I am experimenting by statically compiling a minimal program and examining the system calls that are issued:
$ cat hello.c
#include <stdio.h>
int main (void) {
write(1, "Hello world!", 12);
return 0;
}
$ gcc hello.c -static
$ objdump -f a.out
a.out: file format elf64-x86-64
architecture: i386:x86-64, flags 0x00000112:
EXEC_P, HAS_SYMS, D_PAGED
start address 0x00000000004003c0
$ strace ./a.out
execve("./a.out", ["./a.out"], [/* 39 vars */]) = 0
uname({sys="Linux", node="ubuntu", ...}) = 0
brk(0) = 0xa20000
brk(0xa211a0) = 0xa211a0
arch_prctl(ARCH_SET_FS, 0xa20880) = 0
brk(0xa421a0) = 0xa421a0
brk(0xa43000) = 0xa43000
write(1, "Hello world!", 12Hello world!) = 12
exit_group(0) = ?
I know that when linked non-statically, ld
emits startup code to map libc.so
and ld.so
into the process's address space, and ld.so
would continue loading any other shared libraries.
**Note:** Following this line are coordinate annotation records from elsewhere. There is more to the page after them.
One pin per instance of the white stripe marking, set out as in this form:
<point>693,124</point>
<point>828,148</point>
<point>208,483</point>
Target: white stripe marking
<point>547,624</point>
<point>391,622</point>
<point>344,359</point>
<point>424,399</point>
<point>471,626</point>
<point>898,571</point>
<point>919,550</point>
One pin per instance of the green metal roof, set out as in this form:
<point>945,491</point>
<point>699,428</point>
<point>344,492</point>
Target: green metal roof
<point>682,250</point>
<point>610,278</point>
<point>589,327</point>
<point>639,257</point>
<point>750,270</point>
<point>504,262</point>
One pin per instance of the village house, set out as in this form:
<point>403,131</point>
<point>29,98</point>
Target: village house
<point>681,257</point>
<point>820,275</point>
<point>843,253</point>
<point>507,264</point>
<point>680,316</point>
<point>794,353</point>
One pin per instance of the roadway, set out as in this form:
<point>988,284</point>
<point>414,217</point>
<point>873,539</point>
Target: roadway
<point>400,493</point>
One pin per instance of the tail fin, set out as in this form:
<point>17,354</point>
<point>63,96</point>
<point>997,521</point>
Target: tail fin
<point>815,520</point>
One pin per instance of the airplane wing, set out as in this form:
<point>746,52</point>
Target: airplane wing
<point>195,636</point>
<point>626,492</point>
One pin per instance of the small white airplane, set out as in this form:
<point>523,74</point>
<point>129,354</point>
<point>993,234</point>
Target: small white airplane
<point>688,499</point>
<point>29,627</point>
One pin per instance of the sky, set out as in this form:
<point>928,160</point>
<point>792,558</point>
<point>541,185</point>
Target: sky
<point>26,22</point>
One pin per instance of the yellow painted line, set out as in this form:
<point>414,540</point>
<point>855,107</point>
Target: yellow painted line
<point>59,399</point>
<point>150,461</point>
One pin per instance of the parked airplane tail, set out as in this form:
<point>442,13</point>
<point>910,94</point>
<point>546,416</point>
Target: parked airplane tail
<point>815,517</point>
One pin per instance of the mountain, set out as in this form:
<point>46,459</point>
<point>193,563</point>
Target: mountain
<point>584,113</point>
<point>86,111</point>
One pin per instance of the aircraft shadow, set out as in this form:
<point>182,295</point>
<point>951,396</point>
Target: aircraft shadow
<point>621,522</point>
But in this case, why are so many system calls issued, apart from execve
, write
and exit_group
?
Why the heck uname(2)
? Why so many calls to brk(2)
to get and set the program break, and a call to arch_prctl(2)
to set the process state, when that seems like something that should have been done in kernel-space, at execve
time?
uname
is needed to check that the kernel version is not too ancient.
Two brk
s are needed to set up thread local storage. Two others are needed to set up dynamic loader path (the executable still might call dlopen
, even if it's statically linked). I'm not sure why these come in pairs.
On system arch_prctl
isn't called, set_thread_area
is called in its place. This sets up TLS for the current thread.
These things probably could be done lazily (i.e. called when corresponding facilities are used for the first time). But perhaps it would make no sense performance-wise (just a guess).
By the way gdb-7.x
can stop on system calls with the catch syscall
command.